For Simpson, the making of f(l)ight was both a deeply personal and highly collaborative process of collective creation. She enlisted the talents of award-winning Indigenous and non-Indigenous musicians including Jonas Bonnetta (Evening Hymns), James Bunton (Ohbijou, Light Fires, Forest City Lovers), Juno-nominated Cree/Metis cellist Cris Derksen, Nick Ferrio (The Burning Hell), Anishinaabe/Cree singer-songwriter Tara Williamson, and Anishinaabe singer-songwriter Ansley Simpson to write, co-create, record, and produce the album over an intensive two-week recording session, that included field recordings of Anishinaabe land-based practices like a sugar bush, wild rice, and the Crowe River.

“For me this is a record of tiny stories of light, of fight, and of Indigenous freedom,” says Simpson. “I like to fall into the intimate moments of Indigenous life and amplify the richness, the warmth and the intelligence of our communities and the worlds we live in. I want my people to come out of this album feeling better than they went in.”
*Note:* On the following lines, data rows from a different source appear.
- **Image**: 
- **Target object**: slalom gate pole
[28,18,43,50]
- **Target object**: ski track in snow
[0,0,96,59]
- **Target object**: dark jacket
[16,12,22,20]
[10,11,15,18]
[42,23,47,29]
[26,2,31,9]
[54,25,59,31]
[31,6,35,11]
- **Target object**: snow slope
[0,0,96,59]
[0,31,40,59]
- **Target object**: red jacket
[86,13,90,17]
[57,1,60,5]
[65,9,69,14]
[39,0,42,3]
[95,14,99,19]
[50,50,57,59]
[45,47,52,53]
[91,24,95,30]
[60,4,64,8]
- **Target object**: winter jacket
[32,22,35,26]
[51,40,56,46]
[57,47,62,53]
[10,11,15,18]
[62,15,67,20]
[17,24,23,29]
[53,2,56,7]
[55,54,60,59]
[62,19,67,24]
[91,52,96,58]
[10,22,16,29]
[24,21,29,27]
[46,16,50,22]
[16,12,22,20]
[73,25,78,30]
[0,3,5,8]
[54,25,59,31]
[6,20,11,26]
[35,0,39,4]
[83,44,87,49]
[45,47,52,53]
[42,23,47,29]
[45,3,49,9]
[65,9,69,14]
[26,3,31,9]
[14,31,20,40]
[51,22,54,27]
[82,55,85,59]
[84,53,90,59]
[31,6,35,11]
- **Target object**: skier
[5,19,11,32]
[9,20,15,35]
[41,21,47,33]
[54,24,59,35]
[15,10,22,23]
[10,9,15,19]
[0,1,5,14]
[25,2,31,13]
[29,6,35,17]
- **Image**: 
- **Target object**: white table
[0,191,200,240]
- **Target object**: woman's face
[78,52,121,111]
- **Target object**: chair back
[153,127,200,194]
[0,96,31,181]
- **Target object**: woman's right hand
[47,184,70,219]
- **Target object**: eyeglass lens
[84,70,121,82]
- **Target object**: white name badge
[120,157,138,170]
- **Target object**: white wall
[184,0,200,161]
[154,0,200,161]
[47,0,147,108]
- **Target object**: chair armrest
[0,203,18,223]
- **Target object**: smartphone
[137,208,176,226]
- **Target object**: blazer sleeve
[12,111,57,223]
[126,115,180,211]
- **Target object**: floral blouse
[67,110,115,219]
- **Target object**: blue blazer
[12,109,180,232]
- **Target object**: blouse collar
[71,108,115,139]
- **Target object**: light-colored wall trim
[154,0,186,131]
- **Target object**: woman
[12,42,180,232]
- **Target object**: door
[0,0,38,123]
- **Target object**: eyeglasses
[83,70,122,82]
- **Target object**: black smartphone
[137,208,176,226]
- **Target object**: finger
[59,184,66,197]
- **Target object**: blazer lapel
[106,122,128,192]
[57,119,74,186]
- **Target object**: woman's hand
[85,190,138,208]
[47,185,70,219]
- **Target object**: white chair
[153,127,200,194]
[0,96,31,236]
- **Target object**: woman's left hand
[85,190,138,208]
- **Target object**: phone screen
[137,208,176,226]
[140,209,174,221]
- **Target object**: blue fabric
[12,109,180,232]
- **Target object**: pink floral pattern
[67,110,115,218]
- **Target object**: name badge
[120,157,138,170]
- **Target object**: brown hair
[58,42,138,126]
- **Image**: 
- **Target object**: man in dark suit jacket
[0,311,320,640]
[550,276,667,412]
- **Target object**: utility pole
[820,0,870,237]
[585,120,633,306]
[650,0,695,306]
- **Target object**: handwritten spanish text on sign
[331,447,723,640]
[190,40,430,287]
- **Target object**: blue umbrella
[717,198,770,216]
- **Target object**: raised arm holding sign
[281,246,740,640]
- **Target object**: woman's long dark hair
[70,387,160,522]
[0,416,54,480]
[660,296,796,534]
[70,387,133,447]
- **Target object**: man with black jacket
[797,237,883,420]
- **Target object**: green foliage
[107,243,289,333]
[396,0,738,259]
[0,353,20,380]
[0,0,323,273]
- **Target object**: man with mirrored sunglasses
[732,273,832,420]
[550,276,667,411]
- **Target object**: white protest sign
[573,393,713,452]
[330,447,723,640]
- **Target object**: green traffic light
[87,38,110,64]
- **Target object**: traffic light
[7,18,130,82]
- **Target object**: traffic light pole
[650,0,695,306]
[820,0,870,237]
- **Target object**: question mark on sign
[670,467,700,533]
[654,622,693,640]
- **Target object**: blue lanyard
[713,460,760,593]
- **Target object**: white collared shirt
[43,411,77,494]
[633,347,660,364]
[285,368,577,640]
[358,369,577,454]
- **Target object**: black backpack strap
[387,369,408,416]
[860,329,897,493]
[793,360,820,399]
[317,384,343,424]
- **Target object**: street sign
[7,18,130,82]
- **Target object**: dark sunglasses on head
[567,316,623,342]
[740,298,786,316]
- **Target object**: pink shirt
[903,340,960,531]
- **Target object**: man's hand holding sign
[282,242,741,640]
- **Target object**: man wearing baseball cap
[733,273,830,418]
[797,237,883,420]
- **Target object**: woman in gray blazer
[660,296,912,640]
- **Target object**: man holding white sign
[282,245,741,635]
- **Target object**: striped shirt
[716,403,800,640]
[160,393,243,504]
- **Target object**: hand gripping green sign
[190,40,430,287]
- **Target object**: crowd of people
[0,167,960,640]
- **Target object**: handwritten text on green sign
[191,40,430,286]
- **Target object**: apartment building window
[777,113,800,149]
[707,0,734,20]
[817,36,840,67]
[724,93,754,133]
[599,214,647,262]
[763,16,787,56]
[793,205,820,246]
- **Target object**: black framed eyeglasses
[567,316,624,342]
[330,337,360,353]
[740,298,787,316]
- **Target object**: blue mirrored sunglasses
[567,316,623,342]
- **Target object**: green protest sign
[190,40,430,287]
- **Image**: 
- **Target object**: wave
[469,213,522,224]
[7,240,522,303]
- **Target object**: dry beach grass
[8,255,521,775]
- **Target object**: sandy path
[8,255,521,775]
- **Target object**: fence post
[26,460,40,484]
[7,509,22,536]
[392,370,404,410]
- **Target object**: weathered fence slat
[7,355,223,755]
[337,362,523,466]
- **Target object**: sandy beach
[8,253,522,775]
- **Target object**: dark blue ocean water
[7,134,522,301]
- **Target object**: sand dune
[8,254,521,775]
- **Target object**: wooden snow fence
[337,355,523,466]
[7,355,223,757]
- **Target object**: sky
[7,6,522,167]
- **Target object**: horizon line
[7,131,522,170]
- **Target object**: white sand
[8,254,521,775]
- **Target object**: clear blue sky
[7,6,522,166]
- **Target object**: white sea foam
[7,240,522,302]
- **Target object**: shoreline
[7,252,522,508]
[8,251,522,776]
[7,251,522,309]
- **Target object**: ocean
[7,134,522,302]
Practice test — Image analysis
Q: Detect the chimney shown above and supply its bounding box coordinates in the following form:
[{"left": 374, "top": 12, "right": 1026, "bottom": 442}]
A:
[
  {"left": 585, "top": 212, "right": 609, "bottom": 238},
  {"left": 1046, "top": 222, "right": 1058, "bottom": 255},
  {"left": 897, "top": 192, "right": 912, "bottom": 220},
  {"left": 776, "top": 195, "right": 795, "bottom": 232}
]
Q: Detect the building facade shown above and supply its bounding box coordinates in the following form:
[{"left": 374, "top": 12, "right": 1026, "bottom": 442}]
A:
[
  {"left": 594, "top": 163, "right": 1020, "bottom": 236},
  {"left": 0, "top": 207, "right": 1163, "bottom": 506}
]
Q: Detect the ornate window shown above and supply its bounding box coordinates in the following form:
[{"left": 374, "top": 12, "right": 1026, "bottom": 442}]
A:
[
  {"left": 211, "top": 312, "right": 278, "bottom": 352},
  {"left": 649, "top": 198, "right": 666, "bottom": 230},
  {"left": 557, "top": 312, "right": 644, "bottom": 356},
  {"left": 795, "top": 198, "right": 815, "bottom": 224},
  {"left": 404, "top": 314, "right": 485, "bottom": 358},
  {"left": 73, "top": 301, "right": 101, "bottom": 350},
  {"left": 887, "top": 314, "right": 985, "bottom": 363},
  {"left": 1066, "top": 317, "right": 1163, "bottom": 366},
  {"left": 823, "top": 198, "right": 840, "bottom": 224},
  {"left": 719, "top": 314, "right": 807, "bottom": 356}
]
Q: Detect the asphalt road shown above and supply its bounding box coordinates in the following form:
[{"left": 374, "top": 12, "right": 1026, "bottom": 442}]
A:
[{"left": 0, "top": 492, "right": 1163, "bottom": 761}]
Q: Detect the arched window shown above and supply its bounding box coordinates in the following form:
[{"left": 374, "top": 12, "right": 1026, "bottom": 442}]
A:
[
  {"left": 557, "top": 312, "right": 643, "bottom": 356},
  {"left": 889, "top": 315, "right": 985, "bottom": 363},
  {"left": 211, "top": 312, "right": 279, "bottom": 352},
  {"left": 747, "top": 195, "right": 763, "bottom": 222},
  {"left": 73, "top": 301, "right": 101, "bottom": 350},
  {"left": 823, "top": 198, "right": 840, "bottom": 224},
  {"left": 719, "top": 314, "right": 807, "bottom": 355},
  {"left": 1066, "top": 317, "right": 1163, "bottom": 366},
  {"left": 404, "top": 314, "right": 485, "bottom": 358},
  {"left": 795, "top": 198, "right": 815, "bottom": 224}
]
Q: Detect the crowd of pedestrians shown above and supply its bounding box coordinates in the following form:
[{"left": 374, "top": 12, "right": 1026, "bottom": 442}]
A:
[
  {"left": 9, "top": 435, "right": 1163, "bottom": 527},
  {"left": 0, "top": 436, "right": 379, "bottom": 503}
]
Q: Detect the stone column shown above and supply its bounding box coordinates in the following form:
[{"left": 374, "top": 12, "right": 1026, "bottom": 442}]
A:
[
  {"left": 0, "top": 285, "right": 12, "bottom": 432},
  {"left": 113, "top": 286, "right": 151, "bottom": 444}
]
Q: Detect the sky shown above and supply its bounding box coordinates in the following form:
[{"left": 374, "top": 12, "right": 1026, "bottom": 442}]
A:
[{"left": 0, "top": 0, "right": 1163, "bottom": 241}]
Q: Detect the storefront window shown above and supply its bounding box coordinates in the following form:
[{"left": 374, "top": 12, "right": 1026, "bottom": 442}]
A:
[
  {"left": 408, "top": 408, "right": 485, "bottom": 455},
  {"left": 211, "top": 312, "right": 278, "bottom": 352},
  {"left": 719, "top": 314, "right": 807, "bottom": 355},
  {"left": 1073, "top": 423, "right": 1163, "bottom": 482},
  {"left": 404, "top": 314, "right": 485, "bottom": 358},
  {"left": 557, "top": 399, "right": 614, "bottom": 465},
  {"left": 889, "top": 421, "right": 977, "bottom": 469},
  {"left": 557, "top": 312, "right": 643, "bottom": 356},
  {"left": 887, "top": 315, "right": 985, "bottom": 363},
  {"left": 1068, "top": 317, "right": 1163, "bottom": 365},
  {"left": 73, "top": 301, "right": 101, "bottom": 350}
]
f(l)ight takes Simpson’s previous album, Islands of Decolonial Love, and both expands and deconstructs it. Where Islands focused on her characters’ desire to live loving and observant lives within a landscape of constant struggle, f(l)ight takes up this call by departing elsewhere. Here, space becomes the sound of song. This album finds Simpson in powerful command of her voice, relearning an inner language, releasing a strength, that has always been known.